Walt Disney caught the attention of investors by reporting stronger-than-expected profits in its fourth quarter ending in September. The company announced plans to increase its dividend by 50% by the 2026 fiscal year and revealed it would double its stock buyback program to $7 billion.
Disney reported an adjusted earnings per share of $1.11 for the quarter. Although this represents a 3% decline compared to the previous year, it surpassed the average analyst estimate of $1.05. However, total revenue was recorded at $22.5 billion, falling short of the expected $22.75 billion. This caused Disney shares to decline by approximately 3% in pre-market trading.
Disney's theme parks division performed strongly, particularly due to the expansion of cruise operations in the U.S. and growth at Disneyland Paris. This segment's operating income grew 13% year-on-year, reaching $1.88 billion. The company stated that a significant portion of the growth came from increased passenger days on cruise ships.

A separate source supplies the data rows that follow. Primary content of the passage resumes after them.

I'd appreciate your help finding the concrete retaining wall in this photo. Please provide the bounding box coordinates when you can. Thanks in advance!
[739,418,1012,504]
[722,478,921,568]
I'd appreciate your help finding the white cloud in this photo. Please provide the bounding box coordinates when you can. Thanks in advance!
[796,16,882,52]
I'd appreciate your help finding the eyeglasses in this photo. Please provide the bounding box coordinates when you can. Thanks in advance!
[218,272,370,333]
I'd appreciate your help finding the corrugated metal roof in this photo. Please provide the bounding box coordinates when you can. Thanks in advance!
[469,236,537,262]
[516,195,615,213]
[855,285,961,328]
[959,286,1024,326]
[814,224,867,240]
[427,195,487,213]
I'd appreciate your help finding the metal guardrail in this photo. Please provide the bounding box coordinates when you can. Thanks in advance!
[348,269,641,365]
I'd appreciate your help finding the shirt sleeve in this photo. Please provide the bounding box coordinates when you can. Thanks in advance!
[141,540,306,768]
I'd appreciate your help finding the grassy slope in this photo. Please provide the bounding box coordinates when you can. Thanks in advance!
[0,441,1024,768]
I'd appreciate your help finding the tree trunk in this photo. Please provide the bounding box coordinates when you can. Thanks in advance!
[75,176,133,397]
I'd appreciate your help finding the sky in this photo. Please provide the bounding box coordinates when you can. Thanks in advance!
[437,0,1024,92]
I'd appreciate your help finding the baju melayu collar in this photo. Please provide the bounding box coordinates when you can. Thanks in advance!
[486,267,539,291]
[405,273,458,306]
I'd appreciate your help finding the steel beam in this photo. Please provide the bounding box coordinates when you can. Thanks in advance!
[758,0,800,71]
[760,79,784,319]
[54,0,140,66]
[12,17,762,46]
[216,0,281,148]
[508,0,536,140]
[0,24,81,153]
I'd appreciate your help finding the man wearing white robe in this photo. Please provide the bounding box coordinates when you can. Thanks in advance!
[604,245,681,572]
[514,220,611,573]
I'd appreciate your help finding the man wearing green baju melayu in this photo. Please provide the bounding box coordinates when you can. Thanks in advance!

On the digital streaming side, Disney+ and Hulu gained 12.5 million new subscribers during the quarter, bringing the total subscriber count to 196 million. This segment's profits reached $352 million, reflecting a 39% increase. In contrast, traditional television continued to decline, with this segment's operating profit decreasing 21% to $391 million.
Disney also reiterated its expectation for double-digit adjusted earnings per share growth for the 2026 and 2027 fiscal years, maintaining its confidence in strong growth objectives. Investors need to pay attention to the company's innovative strategies and regular dividend increases.